The improvements to the drivetrain and suspension control, and the greatly improved interior, put the Trailblazer into ‘the big league’. It is considerably better, and thus a better buy, than the Colorado7 that it replaces.

In fact, at the Trailblazer’s price – see our comparison above – Holden’s new seven-seat 4×4 deserves to pull sales away from the more expensive contenders in this segment, namely the Toyota Prado and Ford Everest.

If it can do the job, why would you spend more? Holden’s Trailblazer is a convincing rig.

Got a Trailblazer, or a Colorado7? Tell us what you think of it.

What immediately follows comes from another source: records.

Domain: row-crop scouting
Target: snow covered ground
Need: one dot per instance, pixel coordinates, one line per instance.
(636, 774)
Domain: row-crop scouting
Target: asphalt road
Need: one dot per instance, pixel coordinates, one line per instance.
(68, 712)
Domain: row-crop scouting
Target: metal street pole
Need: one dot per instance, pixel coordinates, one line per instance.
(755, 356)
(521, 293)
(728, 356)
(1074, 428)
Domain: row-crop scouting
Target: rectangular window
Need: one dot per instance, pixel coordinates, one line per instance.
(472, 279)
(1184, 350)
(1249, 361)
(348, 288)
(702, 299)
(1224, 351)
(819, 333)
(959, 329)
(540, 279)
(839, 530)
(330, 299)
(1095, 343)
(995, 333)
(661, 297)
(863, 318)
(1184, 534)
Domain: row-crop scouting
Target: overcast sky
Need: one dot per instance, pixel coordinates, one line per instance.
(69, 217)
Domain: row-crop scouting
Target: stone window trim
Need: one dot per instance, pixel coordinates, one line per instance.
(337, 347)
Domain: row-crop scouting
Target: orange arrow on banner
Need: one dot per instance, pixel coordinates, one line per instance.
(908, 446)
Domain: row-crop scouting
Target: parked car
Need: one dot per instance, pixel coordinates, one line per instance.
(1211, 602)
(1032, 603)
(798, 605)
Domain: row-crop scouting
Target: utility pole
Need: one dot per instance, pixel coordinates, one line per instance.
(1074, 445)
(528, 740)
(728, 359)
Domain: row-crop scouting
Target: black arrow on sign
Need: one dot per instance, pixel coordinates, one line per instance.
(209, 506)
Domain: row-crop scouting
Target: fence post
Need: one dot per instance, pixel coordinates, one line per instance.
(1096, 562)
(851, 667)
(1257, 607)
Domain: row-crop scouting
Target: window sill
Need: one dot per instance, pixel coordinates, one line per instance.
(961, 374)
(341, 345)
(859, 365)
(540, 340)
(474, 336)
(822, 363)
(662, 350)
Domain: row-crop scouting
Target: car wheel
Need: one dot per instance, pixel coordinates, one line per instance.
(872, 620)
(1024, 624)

Engine: 2.8 litre DOHC turbo-diesel with common rail high-pressure fuel injection
Power/Torque: 147kW @ 3600rpm /500Nm @ 2000rpm
Transmission: 6-spd manual or 6-spd automatic (with sequential manual shift)
Suspension: Front: independent double wishbone; rear: five-link solid axle with coil springs
Steering: Electrically assisted rack-and-pinion; turning circle: 12m
Brakes: 318mm front discs; 300mm rear
Fuel consumption claimed: 8.6 l/100km; tested: 9.7 l/100km (highway and off-road driving)
Wheels and tyres: LT: 17 inch aluminium/255/65R17  LTZ: 18 inch aluminium/265/60R18
Approach/departure/ramp-over angles:  LT: approach 27.6 degrees; departure 25.2 degrees/ ramp-over 22.1 degrees (add around 0.5 degrees for LTZ)
Ground clearance/wading depth: 213mm/600mm
Tow rating: 3.0 tonne towing (braked) and carrying capacity of 620kg; GCM (gross combined mass) is 5.7 tonne; maximum rear axle load 1600kg.

MC category – “off-road passenger vehicle”


7” colour touchscreen
Apple CarPlay and Android Auto Phone Projection
Navigation (via CarPlay and Android Auto)
Digital Audio Radio (DAB+)
USB input with iPod® connectivity
Steering wheel mounted controls
6 speaker audio
Electric Power Steering (EPS)
Air Conditioning (including 4 x Cooling Rear Vents)
Rear ventilation duct (console lower) – heat and cool
Cruise control
Rear park assist with Reverse Camera
LED Daytime Running Lamps (DRLs)
Front fog lamps
Auto On and Off Halogen Reflector Headlamps
Helical Limited Slip Differential (LSD)
7 Airbags (Driver, Pass., Fr. Seats, Curtain, Driver Knee)
Five-link live axle rear suspension
Front and rear disc brakes
Electronic Stability Control (ESC) System
Hill Start Assist (HSA) & Trailer Sway Control (TSC)
Hill Descent Control (HDC)
Front passenger sunglass holder & dual reading lamps
Power adjustable exterior mirrors
Power windows (driver & all passenger express up/down)
Remote window operation (via keyfob)
2 x 12V power outlets in front centre dash
2 x 12V power outlets in rear (rear console lower and boot)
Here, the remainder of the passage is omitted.